Getting the silicon out of silicon panels
How are solar panel manufacturers taking the pain out of the shortage of polysilicon that is hurting its ability to meet demand?
They are cutting out the amount of silicon they put into their solar cells, said Dick Swanson, founder of SunPower, which makes some of the most efficient solar cells on the market. In the first quarter of 2005, SunPower's cells contained between 12 and 14 grams of silicon. Now they contain just under 8 grams, while the industry average is 10.
"We plan to get down to 5 grams," he told an audience at the ThinkEquity Greentech Summit on Thursday in San Francisco. If polysilicon gets down to $20 a kilogram, that could save 10 cents a watt in the cost of the electricity produced. Swanson admitted that the $20 a kilo price is unlikely. It's now around $60. But new capacity is coming on, so it could get down to the mid-20s.
Solar cell manufacturers are cutting costs in other ways, too. In the old days, silicon wafers were sawed off one at a time off an ingot. Now, the industry uses a wire slicer, like an egg slicer, to get through the hard material.
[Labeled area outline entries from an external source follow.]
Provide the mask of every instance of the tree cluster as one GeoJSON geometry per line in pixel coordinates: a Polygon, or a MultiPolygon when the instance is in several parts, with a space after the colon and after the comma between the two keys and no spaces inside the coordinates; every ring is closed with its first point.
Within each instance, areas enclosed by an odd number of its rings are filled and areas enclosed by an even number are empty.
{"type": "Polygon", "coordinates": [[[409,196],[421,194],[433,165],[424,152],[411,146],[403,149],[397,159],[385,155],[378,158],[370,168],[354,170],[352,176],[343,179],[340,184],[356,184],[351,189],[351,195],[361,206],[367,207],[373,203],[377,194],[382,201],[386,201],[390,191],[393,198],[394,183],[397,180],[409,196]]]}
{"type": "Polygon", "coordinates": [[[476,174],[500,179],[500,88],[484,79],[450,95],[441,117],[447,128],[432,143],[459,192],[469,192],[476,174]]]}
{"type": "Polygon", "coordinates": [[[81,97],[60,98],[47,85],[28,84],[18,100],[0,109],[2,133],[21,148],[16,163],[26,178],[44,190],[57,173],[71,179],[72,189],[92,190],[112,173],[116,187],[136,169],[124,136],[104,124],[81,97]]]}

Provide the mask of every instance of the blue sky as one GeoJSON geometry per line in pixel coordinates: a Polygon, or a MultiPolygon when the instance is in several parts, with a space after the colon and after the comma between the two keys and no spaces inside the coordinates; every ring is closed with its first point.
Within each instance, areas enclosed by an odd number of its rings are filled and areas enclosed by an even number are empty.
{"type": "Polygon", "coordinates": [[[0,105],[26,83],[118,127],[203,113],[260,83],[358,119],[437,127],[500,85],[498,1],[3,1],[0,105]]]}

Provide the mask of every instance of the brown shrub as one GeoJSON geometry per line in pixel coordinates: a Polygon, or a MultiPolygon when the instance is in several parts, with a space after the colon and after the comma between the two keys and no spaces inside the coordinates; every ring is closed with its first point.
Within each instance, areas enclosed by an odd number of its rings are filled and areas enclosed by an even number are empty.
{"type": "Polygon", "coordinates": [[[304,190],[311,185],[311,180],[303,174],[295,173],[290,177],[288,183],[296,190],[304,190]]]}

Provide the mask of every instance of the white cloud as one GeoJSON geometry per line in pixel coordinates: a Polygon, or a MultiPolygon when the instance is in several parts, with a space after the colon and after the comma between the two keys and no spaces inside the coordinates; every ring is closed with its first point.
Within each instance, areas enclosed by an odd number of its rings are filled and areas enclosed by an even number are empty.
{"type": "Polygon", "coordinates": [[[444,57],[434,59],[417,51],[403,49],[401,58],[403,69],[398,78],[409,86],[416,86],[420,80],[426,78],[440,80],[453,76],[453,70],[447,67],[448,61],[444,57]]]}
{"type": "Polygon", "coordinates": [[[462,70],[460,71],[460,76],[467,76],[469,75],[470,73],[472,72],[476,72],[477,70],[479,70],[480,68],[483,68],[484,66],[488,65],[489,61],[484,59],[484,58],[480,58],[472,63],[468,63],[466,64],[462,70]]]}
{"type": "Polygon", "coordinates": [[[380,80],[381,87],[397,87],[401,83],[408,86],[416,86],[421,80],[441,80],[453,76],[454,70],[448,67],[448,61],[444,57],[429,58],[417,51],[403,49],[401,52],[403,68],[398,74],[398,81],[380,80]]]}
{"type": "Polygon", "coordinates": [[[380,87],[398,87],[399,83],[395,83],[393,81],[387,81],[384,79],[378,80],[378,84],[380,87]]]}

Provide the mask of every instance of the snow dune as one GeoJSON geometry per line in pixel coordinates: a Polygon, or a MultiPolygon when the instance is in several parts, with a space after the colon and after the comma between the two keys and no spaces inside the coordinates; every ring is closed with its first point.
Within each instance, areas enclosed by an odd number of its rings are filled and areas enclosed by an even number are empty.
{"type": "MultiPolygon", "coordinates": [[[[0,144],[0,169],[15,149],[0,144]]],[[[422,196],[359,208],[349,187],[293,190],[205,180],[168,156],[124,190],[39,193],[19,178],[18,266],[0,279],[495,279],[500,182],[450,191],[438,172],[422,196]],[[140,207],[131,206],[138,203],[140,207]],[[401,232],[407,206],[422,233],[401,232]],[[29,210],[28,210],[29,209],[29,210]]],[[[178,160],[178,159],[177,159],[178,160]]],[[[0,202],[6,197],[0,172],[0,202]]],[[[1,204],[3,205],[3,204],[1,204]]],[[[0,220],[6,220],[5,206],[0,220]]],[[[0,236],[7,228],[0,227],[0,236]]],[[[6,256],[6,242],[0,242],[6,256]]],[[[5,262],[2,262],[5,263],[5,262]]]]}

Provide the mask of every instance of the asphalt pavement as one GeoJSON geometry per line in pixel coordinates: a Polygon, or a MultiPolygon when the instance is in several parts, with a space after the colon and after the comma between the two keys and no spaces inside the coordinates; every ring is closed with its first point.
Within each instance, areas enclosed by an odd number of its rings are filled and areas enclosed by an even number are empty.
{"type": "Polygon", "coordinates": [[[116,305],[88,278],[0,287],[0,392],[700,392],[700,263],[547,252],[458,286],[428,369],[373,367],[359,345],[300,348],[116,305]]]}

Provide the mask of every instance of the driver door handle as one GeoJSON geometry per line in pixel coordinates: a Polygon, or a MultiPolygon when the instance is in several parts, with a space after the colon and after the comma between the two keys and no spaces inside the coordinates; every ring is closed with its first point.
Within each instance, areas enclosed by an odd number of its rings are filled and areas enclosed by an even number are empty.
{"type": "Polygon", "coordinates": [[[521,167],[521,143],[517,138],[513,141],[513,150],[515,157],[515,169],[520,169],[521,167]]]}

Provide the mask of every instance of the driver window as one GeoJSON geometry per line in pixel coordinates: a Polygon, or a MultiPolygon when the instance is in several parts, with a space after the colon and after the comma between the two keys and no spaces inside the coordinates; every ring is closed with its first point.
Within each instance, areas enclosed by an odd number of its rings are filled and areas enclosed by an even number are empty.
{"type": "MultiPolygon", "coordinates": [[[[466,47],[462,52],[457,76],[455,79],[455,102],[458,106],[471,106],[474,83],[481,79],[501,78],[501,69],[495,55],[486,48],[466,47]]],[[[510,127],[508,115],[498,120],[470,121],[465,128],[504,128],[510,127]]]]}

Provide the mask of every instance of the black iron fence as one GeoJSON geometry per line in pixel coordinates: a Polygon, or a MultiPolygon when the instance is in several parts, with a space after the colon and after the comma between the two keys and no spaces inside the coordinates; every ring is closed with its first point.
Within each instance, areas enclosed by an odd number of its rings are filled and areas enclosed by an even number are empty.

The development of these tough wires came from the radial tire industry. This allows the solar cell makers to make thinner wafers (which use less material) simultaneously.
Swanson also said that SunPower has a goal of making its solar cells more efficient. The company has developed solar cells that are 22 percent efficient. That is, they convert 22 percent of the sunlight into electricity. He'd like to get to 24.6 percent. The absolute physical maximum for a silicon solar cell is 29 percent.
SunPower also has a goal of reducing the cost of solar power by 50 percent by 2012. By that time, solar modules (before installation costs) should cost $1.82 a watt.